Treating Bloating and Gas from Chronic Constipation

Medically Reviewed by Minesh Khatri, MD on May 28, 2023
2 min read

Gas happens when bacteria in your large intestine feed on the carbohydrates that are in your stool.  If you're constipated, it can be harder for the gas to pass.

That can leave you feeling bloated and uncomfortable, too. Follow the constipation treatment your doctor recommends. You can also use these tips to ease the bloat and gas.

You probably already know that cutting down on portions and eating slowly can help. You may also want to try a low-FODMAP diet, which has been shown to help people with IBS. FODMAPs are a group of sugars found in foods like dairy, beans, and certain fruits. They don't break down very well in the small intestine. When they reach the large intestine, FODMAPs provide fuel for bacteria.

To follow a low-FODMAP diet, avoid foods like these:

  • Apples
  • Apricots
  • Beans and legumes (peas, lentils, soybeans)
  • Cauliflower
  • Garlic
  • Ice cream
  • Milk
  • Nectarines
  • Onions
  • Pears
  • Plums
  • Wheat

You can slowly add these foods back to your diet, one at a time, to pinpoint which ones make you gassy.

One downside to eating a low-FODMAP diet is that these foods are high in healthy fiber. Ask your doctor or a dietitian to recommend other high-fiber foods that don't cause gas.

A few OTC products contain ingredients that can help cut down on the amount of gas you produce.

Some people try simethicone to help their body release gas. But it may not work for everyone.

There are also OTC products made with alpha-galactosidase that make it easier for your body to digest gas-producing foods like beans and milk.

Gum makes the list of foods you'll want to avoid if you're gassy. When you chew gum, you swallow air, which turns into gas in your belly.

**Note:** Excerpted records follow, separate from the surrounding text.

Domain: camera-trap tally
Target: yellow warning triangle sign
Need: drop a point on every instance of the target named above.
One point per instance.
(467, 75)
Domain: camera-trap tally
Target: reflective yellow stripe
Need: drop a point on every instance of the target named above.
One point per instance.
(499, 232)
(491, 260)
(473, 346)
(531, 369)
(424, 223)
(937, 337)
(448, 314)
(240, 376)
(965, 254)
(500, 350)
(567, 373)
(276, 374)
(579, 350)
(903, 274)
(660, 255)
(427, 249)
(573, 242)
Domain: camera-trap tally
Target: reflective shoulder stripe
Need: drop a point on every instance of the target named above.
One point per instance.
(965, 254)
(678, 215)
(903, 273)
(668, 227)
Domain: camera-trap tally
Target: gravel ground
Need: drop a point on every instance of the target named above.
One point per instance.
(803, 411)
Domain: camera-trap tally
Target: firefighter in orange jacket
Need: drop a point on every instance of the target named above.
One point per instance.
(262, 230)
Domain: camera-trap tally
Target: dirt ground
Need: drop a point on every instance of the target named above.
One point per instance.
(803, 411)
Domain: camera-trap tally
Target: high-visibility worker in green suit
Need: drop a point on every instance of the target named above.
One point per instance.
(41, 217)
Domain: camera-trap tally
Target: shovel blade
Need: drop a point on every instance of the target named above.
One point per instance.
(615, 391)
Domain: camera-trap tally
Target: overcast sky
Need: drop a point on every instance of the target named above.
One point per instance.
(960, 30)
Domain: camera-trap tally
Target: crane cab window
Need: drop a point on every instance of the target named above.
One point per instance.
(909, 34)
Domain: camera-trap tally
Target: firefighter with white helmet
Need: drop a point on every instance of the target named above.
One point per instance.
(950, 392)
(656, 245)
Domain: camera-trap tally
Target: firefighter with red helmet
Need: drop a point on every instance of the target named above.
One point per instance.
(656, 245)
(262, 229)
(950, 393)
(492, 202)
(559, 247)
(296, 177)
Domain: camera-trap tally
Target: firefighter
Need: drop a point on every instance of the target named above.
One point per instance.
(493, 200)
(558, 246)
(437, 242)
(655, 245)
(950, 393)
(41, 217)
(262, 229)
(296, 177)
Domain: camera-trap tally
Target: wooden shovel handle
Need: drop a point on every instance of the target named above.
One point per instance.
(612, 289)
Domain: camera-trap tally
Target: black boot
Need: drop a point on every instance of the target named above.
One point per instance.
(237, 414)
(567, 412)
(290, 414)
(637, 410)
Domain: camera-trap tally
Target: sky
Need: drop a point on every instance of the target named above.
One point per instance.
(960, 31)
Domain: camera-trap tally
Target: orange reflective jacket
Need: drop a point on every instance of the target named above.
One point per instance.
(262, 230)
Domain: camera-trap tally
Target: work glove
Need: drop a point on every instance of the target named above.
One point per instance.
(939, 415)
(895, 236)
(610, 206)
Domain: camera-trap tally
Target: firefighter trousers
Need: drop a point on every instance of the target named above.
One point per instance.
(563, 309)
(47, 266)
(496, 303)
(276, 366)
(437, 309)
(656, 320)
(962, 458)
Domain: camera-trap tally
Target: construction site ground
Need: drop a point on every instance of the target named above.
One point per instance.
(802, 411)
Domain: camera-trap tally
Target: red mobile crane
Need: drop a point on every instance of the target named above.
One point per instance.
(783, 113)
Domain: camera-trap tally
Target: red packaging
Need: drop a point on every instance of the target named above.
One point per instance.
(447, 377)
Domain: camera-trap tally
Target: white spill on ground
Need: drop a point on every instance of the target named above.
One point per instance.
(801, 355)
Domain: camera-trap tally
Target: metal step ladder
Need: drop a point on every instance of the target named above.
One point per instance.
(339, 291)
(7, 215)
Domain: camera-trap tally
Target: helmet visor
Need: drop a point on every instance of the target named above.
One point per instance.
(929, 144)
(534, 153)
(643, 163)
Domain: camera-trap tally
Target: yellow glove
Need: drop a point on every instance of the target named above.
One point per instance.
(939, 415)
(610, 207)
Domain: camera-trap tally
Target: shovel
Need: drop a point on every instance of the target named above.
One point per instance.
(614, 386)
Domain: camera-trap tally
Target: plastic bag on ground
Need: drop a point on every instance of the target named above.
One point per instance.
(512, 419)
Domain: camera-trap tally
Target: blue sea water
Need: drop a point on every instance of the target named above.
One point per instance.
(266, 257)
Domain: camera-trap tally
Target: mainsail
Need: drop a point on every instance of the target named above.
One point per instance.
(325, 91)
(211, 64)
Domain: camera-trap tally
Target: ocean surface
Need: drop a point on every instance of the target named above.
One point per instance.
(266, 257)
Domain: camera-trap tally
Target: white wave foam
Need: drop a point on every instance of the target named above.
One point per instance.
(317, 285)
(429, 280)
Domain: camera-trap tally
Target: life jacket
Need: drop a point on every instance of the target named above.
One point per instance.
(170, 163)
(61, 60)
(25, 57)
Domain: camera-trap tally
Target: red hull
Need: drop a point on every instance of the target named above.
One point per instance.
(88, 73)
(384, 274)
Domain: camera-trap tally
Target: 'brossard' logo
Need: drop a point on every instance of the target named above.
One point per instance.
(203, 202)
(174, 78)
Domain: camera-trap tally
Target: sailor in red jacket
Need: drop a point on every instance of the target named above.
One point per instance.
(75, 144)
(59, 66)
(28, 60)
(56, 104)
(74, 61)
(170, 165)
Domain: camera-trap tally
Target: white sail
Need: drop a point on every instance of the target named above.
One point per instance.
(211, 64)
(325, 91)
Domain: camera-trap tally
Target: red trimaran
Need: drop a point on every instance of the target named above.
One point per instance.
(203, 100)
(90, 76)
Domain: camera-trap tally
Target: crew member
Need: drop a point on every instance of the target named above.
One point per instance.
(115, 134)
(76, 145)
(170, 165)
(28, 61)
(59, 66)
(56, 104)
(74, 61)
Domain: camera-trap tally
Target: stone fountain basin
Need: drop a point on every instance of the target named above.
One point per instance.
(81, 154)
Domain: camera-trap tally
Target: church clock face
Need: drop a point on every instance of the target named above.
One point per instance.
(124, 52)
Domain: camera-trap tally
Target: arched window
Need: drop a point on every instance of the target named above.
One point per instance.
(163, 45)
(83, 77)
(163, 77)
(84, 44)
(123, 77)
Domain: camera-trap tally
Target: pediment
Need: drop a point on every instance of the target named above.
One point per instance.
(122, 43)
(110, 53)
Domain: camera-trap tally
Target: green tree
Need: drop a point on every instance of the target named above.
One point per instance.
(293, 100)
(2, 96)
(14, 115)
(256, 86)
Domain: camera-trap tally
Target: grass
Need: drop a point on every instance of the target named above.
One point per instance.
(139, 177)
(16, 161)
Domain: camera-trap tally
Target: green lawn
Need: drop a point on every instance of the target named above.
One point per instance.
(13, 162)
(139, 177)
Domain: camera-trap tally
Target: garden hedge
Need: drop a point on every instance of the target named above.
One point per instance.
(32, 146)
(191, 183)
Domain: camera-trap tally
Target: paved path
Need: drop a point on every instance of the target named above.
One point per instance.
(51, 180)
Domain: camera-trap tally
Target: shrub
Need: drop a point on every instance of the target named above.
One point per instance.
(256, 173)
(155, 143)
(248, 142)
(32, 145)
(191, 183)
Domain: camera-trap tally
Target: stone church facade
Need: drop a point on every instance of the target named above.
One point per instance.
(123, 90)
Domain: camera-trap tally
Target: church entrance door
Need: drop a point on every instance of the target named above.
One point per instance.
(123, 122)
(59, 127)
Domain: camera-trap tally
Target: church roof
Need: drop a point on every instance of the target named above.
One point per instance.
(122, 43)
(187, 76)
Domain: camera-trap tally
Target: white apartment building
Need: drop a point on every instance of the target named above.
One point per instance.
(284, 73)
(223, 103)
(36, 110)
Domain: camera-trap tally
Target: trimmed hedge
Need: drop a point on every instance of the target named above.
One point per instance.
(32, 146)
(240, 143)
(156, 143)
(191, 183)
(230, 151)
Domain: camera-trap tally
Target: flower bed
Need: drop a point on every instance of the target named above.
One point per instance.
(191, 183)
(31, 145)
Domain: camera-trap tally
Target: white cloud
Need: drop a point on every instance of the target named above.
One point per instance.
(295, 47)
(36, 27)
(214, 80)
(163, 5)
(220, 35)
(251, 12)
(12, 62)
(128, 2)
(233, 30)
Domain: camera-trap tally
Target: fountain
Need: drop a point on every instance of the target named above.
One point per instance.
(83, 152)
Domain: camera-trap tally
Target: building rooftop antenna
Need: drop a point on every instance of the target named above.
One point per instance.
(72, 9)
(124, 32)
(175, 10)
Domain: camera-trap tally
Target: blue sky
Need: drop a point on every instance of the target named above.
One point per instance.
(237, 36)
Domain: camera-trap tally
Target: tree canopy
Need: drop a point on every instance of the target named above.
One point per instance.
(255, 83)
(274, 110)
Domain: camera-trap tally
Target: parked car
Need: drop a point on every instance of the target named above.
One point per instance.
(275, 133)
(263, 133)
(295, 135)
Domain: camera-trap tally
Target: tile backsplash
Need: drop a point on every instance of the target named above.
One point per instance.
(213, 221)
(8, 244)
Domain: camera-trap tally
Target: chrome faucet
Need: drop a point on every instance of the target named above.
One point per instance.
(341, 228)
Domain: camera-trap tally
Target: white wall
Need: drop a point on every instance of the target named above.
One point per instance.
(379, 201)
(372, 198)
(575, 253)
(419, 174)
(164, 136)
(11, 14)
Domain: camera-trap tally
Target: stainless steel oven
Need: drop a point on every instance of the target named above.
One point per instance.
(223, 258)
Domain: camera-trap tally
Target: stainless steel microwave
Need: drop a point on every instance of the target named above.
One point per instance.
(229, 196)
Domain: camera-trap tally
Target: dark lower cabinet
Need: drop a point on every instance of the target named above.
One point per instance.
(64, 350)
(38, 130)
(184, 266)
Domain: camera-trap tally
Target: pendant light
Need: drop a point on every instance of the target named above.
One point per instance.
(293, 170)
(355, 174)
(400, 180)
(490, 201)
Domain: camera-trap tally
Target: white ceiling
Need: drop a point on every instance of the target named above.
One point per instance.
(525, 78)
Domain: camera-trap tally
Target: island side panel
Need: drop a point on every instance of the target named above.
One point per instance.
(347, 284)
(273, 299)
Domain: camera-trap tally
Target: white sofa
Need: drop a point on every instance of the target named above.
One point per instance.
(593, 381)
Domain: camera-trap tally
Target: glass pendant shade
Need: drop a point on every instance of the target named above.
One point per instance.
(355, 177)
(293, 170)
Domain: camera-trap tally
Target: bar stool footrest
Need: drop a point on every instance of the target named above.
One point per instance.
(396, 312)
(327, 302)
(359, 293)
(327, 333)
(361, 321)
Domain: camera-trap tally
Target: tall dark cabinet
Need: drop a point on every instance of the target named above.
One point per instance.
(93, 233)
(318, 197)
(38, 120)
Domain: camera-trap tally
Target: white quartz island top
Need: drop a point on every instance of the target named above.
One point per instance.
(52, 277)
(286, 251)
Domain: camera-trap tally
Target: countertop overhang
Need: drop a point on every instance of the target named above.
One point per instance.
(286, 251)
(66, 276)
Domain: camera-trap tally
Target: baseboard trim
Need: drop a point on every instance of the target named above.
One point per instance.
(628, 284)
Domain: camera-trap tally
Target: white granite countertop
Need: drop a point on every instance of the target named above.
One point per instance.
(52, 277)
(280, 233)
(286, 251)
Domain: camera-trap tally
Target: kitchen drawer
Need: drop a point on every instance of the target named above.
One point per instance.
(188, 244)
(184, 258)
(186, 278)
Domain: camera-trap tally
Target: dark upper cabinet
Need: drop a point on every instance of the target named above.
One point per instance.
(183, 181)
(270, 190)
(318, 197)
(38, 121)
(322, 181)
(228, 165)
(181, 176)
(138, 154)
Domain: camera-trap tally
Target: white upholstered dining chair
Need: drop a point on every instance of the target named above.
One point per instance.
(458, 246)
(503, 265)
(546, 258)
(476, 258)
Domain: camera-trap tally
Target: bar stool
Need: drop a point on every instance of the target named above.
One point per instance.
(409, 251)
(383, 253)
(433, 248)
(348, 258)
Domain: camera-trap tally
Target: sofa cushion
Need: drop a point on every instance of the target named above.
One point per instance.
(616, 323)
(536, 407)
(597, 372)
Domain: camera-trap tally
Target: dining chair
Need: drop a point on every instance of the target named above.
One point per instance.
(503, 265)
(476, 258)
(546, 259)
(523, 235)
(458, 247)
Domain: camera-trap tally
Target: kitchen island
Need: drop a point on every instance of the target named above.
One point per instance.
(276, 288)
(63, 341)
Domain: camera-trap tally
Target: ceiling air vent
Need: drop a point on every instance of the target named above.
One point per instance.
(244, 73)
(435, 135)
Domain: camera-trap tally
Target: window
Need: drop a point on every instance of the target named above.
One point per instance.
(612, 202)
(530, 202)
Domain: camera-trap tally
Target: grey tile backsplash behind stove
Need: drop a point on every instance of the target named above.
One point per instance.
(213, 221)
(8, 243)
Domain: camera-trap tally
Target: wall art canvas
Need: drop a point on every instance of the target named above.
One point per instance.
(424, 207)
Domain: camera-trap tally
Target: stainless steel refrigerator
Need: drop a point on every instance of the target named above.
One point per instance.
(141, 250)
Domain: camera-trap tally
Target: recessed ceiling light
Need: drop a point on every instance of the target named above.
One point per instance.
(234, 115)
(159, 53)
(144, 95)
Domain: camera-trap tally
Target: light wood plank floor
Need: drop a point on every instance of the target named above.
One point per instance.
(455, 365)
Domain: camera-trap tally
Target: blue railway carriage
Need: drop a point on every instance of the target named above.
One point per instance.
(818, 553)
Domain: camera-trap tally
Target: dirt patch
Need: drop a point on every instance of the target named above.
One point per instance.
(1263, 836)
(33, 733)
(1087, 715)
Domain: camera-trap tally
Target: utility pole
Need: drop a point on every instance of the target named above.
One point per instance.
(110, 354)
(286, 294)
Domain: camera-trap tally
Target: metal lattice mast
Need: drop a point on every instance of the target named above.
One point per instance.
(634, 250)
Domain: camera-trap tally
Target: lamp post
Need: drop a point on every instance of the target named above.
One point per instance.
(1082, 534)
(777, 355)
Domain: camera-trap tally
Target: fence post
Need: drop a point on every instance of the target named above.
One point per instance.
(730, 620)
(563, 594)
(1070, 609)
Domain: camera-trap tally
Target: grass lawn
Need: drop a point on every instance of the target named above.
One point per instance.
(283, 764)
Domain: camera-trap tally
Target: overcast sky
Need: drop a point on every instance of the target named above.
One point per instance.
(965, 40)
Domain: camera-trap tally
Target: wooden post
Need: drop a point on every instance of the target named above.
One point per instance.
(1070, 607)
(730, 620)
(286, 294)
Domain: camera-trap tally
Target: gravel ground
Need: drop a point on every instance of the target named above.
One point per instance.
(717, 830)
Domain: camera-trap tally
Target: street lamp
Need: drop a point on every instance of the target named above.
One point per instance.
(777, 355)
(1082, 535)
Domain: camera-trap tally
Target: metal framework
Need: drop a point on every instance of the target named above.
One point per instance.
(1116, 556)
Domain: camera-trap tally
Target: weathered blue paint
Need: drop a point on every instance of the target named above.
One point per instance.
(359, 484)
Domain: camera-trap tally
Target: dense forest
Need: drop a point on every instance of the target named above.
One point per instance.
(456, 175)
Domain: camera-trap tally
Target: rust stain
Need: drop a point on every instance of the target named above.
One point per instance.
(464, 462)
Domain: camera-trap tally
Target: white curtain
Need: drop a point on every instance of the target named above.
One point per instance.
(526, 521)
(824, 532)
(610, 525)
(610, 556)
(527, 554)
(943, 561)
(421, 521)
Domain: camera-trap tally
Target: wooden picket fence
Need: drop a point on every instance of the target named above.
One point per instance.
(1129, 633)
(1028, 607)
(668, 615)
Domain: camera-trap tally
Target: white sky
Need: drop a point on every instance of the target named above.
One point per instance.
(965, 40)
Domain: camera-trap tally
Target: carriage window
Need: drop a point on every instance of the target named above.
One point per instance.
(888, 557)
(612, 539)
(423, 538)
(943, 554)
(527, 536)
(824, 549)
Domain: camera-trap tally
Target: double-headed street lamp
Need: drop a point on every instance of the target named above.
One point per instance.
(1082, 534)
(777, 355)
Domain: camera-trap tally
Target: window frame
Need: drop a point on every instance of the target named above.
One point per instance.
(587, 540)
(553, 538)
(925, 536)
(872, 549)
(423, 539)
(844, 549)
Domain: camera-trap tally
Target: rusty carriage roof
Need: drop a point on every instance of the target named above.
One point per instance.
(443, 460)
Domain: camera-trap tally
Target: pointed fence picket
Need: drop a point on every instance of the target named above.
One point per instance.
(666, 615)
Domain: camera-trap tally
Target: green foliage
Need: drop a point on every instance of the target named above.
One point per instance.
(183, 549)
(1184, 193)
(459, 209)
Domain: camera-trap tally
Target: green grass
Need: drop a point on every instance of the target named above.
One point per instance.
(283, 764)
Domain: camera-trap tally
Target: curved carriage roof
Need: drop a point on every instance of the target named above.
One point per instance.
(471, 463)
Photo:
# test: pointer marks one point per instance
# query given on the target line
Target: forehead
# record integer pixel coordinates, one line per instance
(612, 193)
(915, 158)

Sugar-free gum is better for your teeth, but it's also gas-friendly. Sugars like xylitol, sorbitol, and mannitol are FODMAPS. Bacteria feed on them in your intestine and turn into tiny gas-making machines.

Ginger is a flavorful plant root that adds spice to cooking. In medicine, it's known for its stomach-soothing properties. It can help with nausea and an upset stomach. Because ginger speeds the movement of food through the intestines, it may also relieve gas and bloating.

You can take ginger in tablet, crystal, or powder form. Or you can drink ginger tea.